Ways to recycle e-waste

With consumers replacing their tech gadgets more frequently, the proper disposal of electronic waste, or e-waste, is becoming more important.

More than 60,000 tonnes of e-waste is generated annually in Singapore, according to the National Environment Agency.

E-waste can contain valuable materials such as aluminium that can be extracted through recycling. However, they also contain hazardous materials like mercury, sulphur and cadmium, which require careful handling and disposal.

Instead of throwing electronic items into the main rubbish chute, a safer and eco-friendlier alternative is to recycle them in approved recycling bins.

PC manufacturer Dell runs a programme in which the company picks up Dell-branded products like laptops or printers for recycling.

Consumers can also recycle their electronics under the REcycling Nation's Electronic Waste (RENEW) programme, led by telco StarHub, delivery firm DHL and recycler TES-AMM.

They can drop off their items, which can be from any brand, at any of the 235 bins currently located at 185 locations, such as schools, malls and offices.

Items that can be recycled include mobile phones, printers, modems, laptops, wires and cables, and hard disk drives.
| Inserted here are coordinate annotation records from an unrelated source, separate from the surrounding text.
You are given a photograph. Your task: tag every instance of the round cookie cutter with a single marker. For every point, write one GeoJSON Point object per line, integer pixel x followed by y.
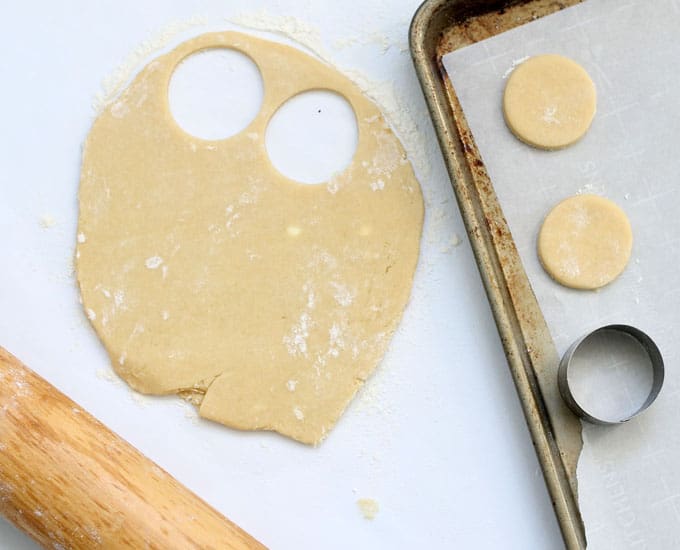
{"type": "Point", "coordinates": [650, 349]}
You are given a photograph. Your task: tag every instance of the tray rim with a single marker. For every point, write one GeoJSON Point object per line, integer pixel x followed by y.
{"type": "Point", "coordinates": [525, 337]}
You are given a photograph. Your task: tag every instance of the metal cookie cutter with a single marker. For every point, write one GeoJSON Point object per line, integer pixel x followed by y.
{"type": "Point", "coordinates": [650, 349]}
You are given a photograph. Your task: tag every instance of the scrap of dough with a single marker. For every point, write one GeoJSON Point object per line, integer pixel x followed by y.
{"type": "Point", "coordinates": [207, 273]}
{"type": "Point", "coordinates": [585, 242]}
{"type": "Point", "coordinates": [549, 101]}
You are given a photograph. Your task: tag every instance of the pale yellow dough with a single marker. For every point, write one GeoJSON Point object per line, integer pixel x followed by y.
{"type": "Point", "coordinates": [549, 101]}
{"type": "Point", "coordinates": [585, 242]}
{"type": "Point", "coordinates": [207, 273]}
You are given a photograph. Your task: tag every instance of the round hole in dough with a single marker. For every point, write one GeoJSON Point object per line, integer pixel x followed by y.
{"type": "Point", "coordinates": [216, 93]}
{"type": "Point", "coordinates": [585, 242]}
{"type": "Point", "coordinates": [312, 136]}
{"type": "Point", "coordinates": [549, 101]}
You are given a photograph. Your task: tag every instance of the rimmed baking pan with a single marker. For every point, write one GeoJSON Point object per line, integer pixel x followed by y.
{"type": "Point", "coordinates": [440, 27]}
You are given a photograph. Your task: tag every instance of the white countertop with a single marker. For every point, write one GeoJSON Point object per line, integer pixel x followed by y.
{"type": "Point", "coordinates": [436, 437]}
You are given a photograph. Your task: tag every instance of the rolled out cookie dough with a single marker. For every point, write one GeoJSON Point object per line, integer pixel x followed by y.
{"type": "Point", "coordinates": [207, 273]}
{"type": "Point", "coordinates": [549, 101]}
{"type": "Point", "coordinates": [585, 242]}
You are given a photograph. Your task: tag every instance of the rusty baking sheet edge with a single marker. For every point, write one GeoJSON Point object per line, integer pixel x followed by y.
{"type": "Point", "coordinates": [439, 27]}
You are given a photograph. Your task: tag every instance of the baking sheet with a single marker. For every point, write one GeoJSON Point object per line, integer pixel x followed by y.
{"type": "Point", "coordinates": [436, 437]}
{"type": "Point", "coordinates": [628, 475]}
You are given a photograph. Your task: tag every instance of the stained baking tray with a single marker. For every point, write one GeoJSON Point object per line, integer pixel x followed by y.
{"type": "Point", "coordinates": [440, 27]}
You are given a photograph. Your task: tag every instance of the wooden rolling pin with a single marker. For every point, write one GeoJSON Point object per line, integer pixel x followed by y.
{"type": "Point", "coordinates": [69, 482]}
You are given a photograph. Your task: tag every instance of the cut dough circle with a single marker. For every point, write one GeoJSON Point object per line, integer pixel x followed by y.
{"type": "Point", "coordinates": [585, 242]}
{"type": "Point", "coordinates": [549, 101]}
{"type": "Point", "coordinates": [207, 273]}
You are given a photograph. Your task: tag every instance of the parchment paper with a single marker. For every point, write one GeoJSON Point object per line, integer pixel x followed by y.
{"type": "Point", "coordinates": [629, 475]}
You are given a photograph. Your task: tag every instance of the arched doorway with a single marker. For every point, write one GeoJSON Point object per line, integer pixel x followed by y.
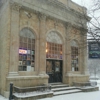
{"type": "Point", "coordinates": [26, 50]}
{"type": "Point", "coordinates": [54, 55]}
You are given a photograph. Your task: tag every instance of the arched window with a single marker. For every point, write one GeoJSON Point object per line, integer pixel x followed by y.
{"type": "Point", "coordinates": [26, 50]}
{"type": "Point", "coordinates": [74, 56]}
{"type": "Point", "coordinates": [53, 46]}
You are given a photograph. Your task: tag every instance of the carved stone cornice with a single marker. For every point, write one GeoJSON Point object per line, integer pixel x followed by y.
{"type": "Point", "coordinates": [41, 16]}
{"type": "Point", "coordinates": [15, 6]}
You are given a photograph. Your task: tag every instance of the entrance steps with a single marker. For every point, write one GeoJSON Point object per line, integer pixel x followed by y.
{"type": "Point", "coordinates": [60, 89]}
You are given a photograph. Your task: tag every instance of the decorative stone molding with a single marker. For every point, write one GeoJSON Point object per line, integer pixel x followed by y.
{"type": "Point", "coordinates": [41, 16]}
{"type": "Point", "coordinates": [15, 6]}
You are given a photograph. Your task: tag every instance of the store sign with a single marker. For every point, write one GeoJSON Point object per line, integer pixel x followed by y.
{"type": "Point", "coordinates": [94, 50]}
{"type": "Point", "coordinates": [21, 51]}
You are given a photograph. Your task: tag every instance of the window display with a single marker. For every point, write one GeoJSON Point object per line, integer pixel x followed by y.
{"type": "Point", "coordinates": [53, 50]}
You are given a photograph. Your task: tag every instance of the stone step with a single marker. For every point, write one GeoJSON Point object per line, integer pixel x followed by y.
{"type": "Point", "coordinates": [63, 89]}
{"type": "Point", "coordinates": [66, 92]}
{"type": "Point", "coordinates": [58, 83]}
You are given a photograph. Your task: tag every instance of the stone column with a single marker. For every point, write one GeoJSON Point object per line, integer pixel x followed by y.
{"type": "Point", "coordinates": [14, 39]}
{"type": "Point", "coordinates": [42, 44]}
{"type": "Point", "coordinates": [85, 55]}
{"type": "Point", "coordinates": [68, 49]}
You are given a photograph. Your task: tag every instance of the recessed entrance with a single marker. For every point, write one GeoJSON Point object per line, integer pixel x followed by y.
{"type": "Point", "coordinates": [54, 70]}
{"type": "Point", "coordinates": [54, 57]}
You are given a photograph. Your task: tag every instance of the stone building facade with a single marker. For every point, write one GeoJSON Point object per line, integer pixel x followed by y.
{"type": "Point", "coordinates": [42, 41]}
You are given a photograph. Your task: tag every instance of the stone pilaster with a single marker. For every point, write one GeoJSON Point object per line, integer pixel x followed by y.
{"type": "Point", "coordinates": [68, 48]}
{"type": "Point", "coordinates": [42, 44]}
{"type": "Point", "coordinates": [85, 54]}
{"type": "Point", "coordinates": [14, 39]}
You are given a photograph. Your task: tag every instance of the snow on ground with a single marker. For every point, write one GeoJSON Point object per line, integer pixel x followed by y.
{"type": "Point", "coordinates": [79, 96]}
{"type": "Point", "coordinates": [75, 96]}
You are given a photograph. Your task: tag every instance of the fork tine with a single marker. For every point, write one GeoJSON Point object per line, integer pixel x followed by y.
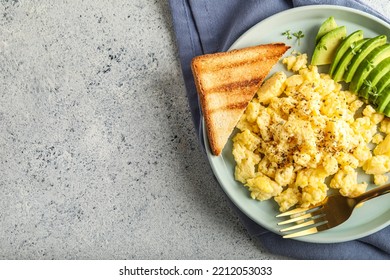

StarHub aims to add 100 more bins by end of the year and to expand the programme's reach to include more collection bins in public areas such as community centres, under a partnership with the Community Development Councils.

This opens up more convenient locations for people to dispose their unwanted electronics and cut down on unwanted waste.

Ever since the RENEW programme started two years ago, some 62,000kg of e-waste has been collected and recycled. Cables, laptops and modems make up the top three items that have been recycled over the same time period.

More information on what can be disposed and recycled, and a list of bin sites under the RENEW programme, can be found on www.starhub.com/renew.